The nation should not rush into heaping more regulation on AI as guardrails are already in place and more rules could have a chilling effect on innovation, ASIC chair Joe Longo will tell a roomful of bankers in Sydney on Wednesday.
Mr Longo has previously cautioned against over-regulation more generally, and will again urge lawmakers not to address a perceived problem by simply throwing more rules at it.
“The reality is, as I have said publicly before, the more specific and narrowly targeted regulation becomes, the more complex it becomes,” Mr Longo will say in a speech at an Australian Banking Association conference.

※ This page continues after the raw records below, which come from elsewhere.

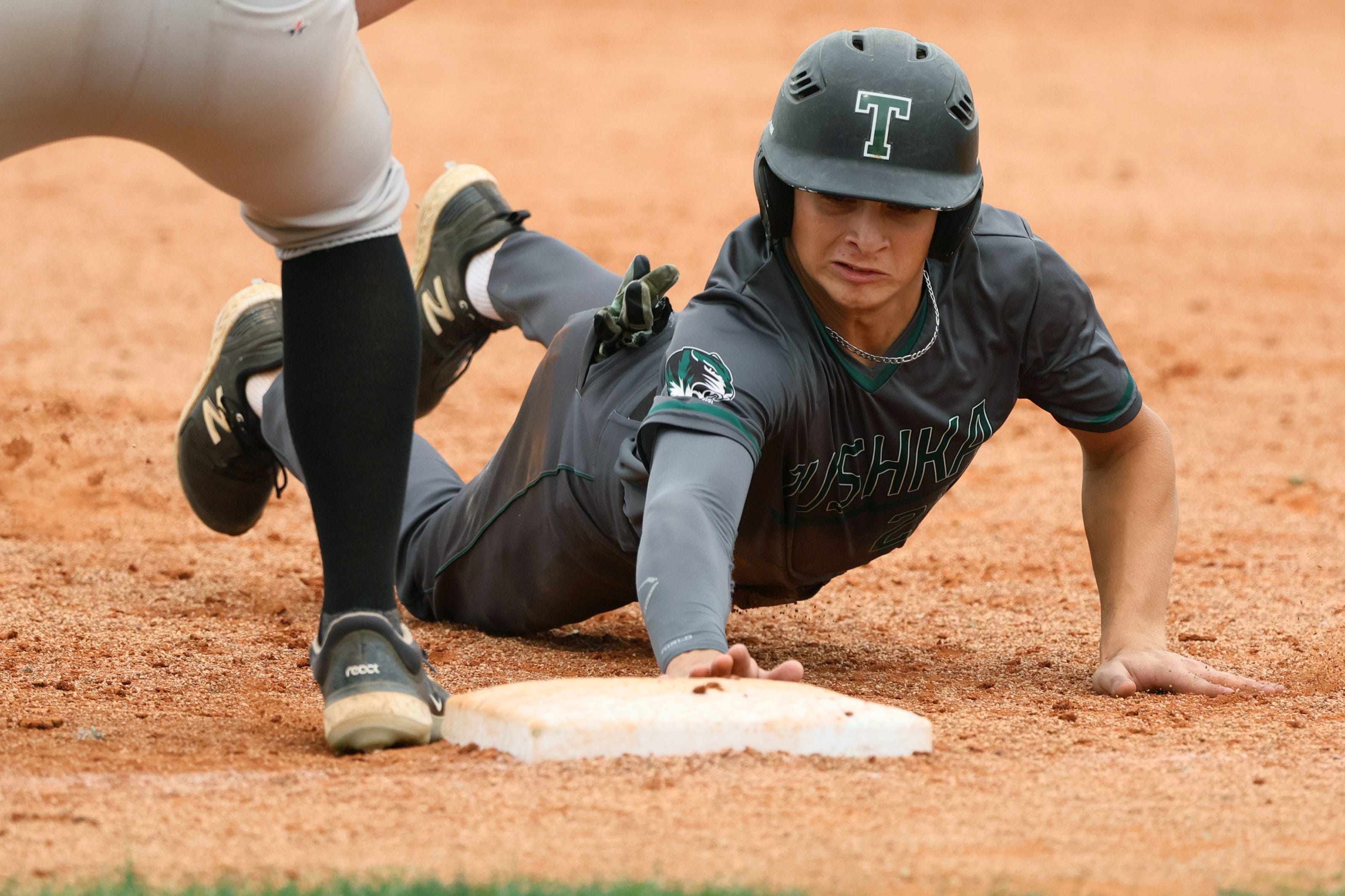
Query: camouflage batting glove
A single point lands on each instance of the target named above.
(641, 309)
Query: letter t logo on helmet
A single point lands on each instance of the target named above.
(883, 107)
(855, 99)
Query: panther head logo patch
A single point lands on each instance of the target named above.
(695, 373)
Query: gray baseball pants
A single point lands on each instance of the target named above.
(537, 540)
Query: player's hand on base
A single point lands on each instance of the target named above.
(1152, 669)
(736, 664)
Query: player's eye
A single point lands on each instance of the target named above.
(836, 202)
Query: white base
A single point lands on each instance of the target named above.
(588, 717)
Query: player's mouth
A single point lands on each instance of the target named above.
(857, 274)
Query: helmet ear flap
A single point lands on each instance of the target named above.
(953, 228)
(775, 200)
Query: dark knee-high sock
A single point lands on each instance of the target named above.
(351, 361)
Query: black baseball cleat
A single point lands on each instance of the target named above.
(374, 681)
(225, 467)
(462, 214)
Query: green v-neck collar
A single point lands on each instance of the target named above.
(865, 379)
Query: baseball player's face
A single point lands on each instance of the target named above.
(863, 253)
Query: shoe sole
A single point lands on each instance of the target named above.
(380, 720)
(238, 304)
(447, 186)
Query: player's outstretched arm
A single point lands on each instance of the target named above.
(1130, 516)
(697, 488)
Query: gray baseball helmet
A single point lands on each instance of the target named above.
(875, 115)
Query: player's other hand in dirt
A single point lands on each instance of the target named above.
(1156, 669)
(736, 664)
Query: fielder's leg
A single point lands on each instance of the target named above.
(478, 271)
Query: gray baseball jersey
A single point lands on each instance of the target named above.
(791, 462)
(849, 461)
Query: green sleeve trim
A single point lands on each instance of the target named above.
(663, 405)
(522, 491)
(1121, 405)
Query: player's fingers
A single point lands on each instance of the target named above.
(743, 664)
(722, 667)
(789, 670)
(1238, 683)
(1115, 680)
(1185, 683)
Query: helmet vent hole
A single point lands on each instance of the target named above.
(963, 111)
(802, 85)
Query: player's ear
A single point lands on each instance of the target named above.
(953, 228)
(775, 198)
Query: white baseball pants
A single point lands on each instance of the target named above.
(272, 101)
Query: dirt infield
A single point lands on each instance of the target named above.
(1188, 159)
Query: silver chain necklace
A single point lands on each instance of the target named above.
(885, 360)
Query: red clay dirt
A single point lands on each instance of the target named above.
(1185, 158)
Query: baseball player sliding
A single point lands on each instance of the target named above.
(273, 103)
(856, 345)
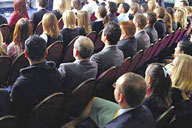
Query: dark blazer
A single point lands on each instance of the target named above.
(143, 40)
(75, 73)
(139, 117)
(97, 26)
(128, 46)
(108, 57)
(152, 33)
(35, 83)
(36, 17)
(161, 28)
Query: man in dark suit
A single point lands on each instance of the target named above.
(110, 55)
(82, 69)
(130, 90)
(160, 24)
(36, 17)
(143, 40)
(35, 82)
(150, 29)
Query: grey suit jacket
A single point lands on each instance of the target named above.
(108, 57)
(75, 73)
(143, 40)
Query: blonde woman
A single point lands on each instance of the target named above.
(3, 47)
(50, 29)
(84, 21)
(181, 18)
(59, 7)
(69, 30)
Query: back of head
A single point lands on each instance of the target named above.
(134, 88)
(35, 46)
(141, 20)
(43, 3)
(160, 12)
(84, 46)
(113, 32)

“It gets harder to understand, harder to comply with, and harder for regulators to enforce.”

That results in a burden borne by all Australians through lost time and productivity, and makes it harder for regulators to combat scams, predatory lending and other unfair practices.
“And it becomes a handbrake on innovation, when you have got to spend more on compliance lawyers than coders.”
While ASIC is not rushing to impose new regulation, Mr Longo acknowledges more may be needed in future.
But his focus is on applying existing laws. Guardrails already exist, and regulators just need to be more imaginative about how to apply them.
“In other words, we’ve got to kick the tyres a bit and see just how far our technology-neutral framework will flex,” Mr Longo will say.

ASIC is still keeping a close eye on how businesses adopt AI, and Mr Longo wants to see banks using AI to actually improve their customers’ lives.
This could include preventing low-income customers from paying millions of dollars in fees they were entitled to avoid, as ASIC found in a report on the banks’ treatment of Indigenous customers.
He cited the example of a single mum from South Australia who was charged more than $2600 in overdraw fees over five years.
“It would be a true win for customer-centric banking if your algorithm prompted you to serve your customers better before an ASIC report did,” he will say.
“We’ve already seen that customer trust in AI and its potential to improve customer service is eroding. If banks get this wrong, we’re likely to see a significant setback in AI legitimacy and trust.”